Echo Base Officer: "Your Tauntaun will freeze to death before you reach the first marker!"

Han Solo: "Then I'll see you in Hell!" 

-"Star Wars Episode V: The Empire Strikes Back"

--I'm still trying to get a handle on Sean McDermott. Don't get me wrong, I think the man can coach tackle football. But his anger management issues and resting Rage Face make me seriously wonder if he's got the temperament to last for long in this game. First he makes the terrible decision to challenge a Mac Jones QB sneak that no angle short of one of his linebackers wearing a police body cam was going to capture. Seriously, that was like asking the replay official to find a needle in a stack of needles. But then after the ruling didn't get reversed, he continued to berate the referee like … what? He was going to change his mind? "Well, since you want it that badly … OK." You've got to learn to pick your fights before you give yourself an aneurysm there, Chief.

--Nick Folk continues to defy description. After watch Jake Bailey put a Judge Smails slice into the bench area for 15 yards and then his coach opt to go for two after the touchdown, he comes in and nails two huge field goal attempts into the teeth of a three-club wind.

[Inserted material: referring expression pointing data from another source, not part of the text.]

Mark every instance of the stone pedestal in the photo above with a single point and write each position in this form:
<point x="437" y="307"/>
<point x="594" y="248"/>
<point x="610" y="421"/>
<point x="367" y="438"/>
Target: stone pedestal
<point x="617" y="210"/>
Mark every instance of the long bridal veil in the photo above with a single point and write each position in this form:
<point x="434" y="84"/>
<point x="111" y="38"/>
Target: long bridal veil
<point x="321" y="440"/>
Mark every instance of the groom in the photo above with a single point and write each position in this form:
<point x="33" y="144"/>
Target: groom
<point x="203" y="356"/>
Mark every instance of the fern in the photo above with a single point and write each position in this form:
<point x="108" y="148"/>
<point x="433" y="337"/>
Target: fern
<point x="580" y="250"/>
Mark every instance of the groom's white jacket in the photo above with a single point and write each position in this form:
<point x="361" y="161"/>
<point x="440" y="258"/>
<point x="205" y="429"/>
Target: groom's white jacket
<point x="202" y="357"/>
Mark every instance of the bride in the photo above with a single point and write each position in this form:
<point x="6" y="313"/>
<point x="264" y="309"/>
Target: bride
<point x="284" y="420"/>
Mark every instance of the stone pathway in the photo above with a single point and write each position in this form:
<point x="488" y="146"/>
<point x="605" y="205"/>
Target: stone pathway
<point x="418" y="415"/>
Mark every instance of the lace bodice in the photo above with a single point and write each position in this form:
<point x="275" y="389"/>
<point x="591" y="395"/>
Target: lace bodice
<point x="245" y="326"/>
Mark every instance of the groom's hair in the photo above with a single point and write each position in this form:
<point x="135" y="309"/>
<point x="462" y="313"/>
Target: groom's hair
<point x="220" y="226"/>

If you'll pardon me mixing way too many sports metaphors for my own good, his second kick was the kind of backdoor slider you throw when you're totally in the groove on the mound at Wiffle Ball. It's impossible to wrap my brain about the fact he was this team's fourth option at the position in 2019. And now he gives them the edge on special teams every single week. 

--So now the best, hottest team in the NFL over the last two months gets to finally take a week off and enjoy the best record in the conference. Harris and Phillips, who both seem to be OK after having to leave the game, get to heal up. Jones gets to take a breather after making as many starts as he did his senior year at Alabama. While the Bills have to go to Tampa Bay and give Tom Brady the chance to do to them what he did to them for 20 years up here. 

--What an incredible season this has become. Part of me doesn't even want the week off because this ride we're on is so insane. But after a game like this one, we need the break. Another game like it could be the death of me. 

--Finally, I do miss the Billdo. And it would've been amazing to it blowing across the stadium like a sex toy with superpowers. But I guess it was just a Brady thing.